Gambling disorder and Lockdown
It strikes me, these days labeled as the first of the long-awaited phase 2, to hear a word frequently spoken by patients being treated for Gambling Disorder"let's hope…".
"Hopefully", a simple word, in common use which, however, within the exceptional context that is the treatment path of a form of addiction so underestimated, is full of meanings that dwell behind the eight letters.
Sometimes it's the “let's hope"Disengaged from whom avoid the thought of tomorrow how it would avoid any fatigue of the body and spirit; sometimes it's the "let's hope”Panting for whom it requires more time to accumulate energy and security to oppose the pitfalls that will arise; other times it is the "hope" of those who have not gambled for months and months, but still asks for a guide, an authoritative reference, an owner of trust, reason and strength.
That "let's hope", For us operators involved in the treatment paths, it becomes work material, a lever to raise words like"motivation","awareness","prevention","risk”, To reveal unprocessed fears, to expose distorted thoughts related to chance and the game still surviving, to reinforce still weak reasons, to experiment with new solutions.
Yet between one interview and another, you can see in that "let's hope"The meaning that connotes the contexts in which diseases of the body and psyche are treated; contexts in which relapse would mean resuming strenuous treatment cycles not knowing whether it is possible to get out of it healed, safe or even alive.
It is in these moments that the truth of gambling disorder as a disease and not as a vice, the first major conceptual turning point to continue sharing and telling until it is clear to everyone.
Gambling proposals built on the basis of profiling of "consumers" to offer pervasive gaming opportunities (in places and times) they fuel the spread of risk-related diseasesalso worsening the condition of those who have already developed them.
For at least a decade, professionals and operators in the care sector, bodies, committees, associations, including PsyPlus Onlus, have been committed to ensuring that gambling is regulated.
"To hope"That this silent epidemic is answered in regulatory policies that are truly based on protection of public health it is not enough: it is necessary to ask forcefully that the gambling sector (which obviously is not one of the "essential activities") should be rethought, reduced, and brought back to a more aware and responsible public management.
* Notes on the author.

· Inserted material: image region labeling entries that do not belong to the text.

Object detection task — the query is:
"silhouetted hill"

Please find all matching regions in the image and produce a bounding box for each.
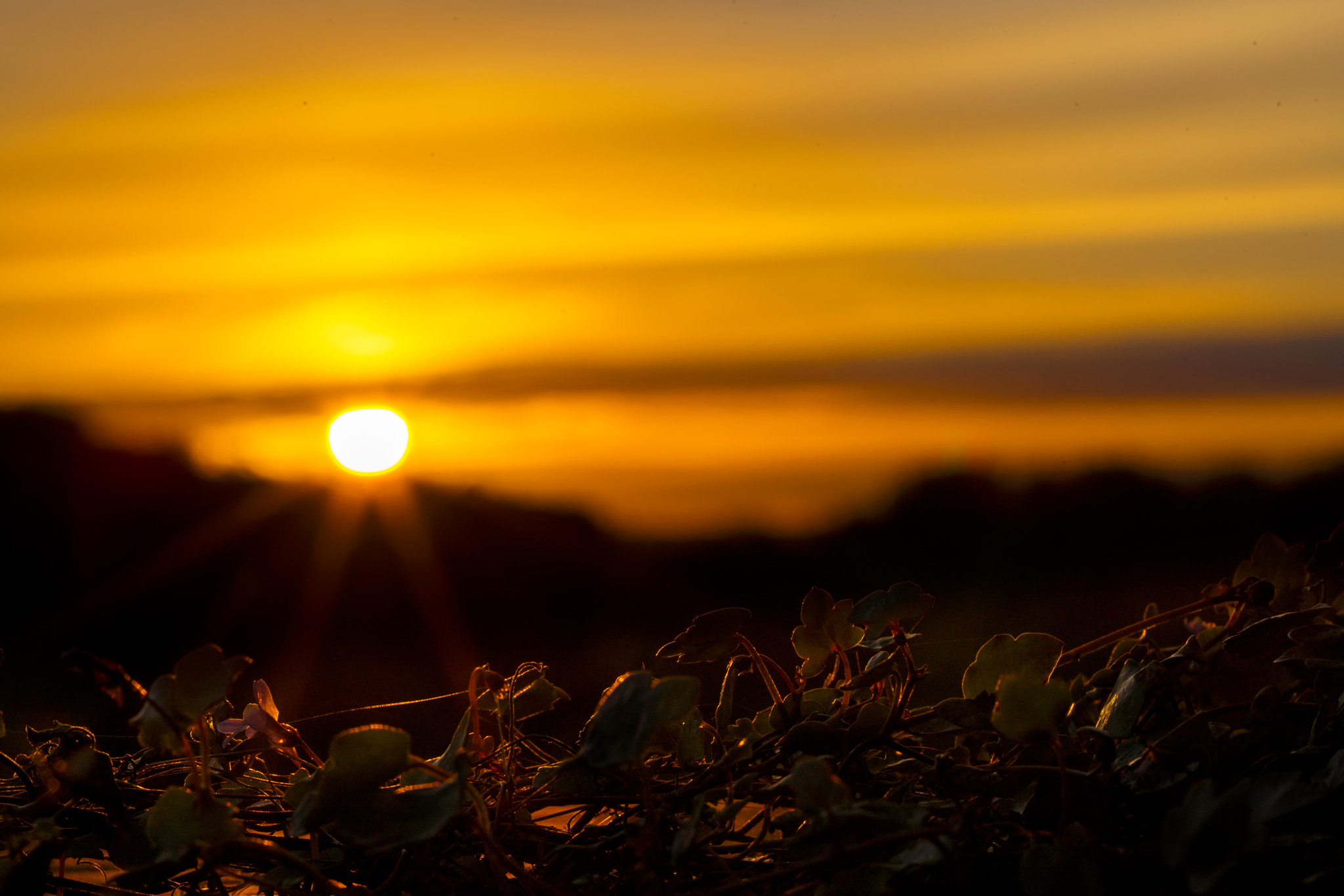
[0,411,1344,752]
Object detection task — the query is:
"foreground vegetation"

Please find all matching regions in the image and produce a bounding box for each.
[0,527,1344,896]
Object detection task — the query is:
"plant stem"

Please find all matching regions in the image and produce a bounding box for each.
[738,636,784,705]
[0,752,37,801]
[1055,596,1227,666]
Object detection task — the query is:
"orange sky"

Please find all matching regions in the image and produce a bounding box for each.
[0,0,1344,532]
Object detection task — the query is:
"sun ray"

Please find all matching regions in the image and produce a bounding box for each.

Daniele Manasse is a psychologist and psychotherapist. As a Psyplus Onlus member, he coordinated the Gambling Area within the association from 2013 to 2019, participating in clinical, research and awareness-raising activities regarding gambling-related disorders. Since January 2019 he has been collaborating as Psychologist Psychotherapist with Ser.D. of Via Fornovo 12 (Asl Roma 1) within the implementation of treatment courses aimed at individuals with gambling disorder, specifically dealing with the reception of requests for help, motivational interview, evaluation and diagnosis of gambling disorder gambling, individual psychotherapy, co-management of the group for family members and of the relapse prevention group.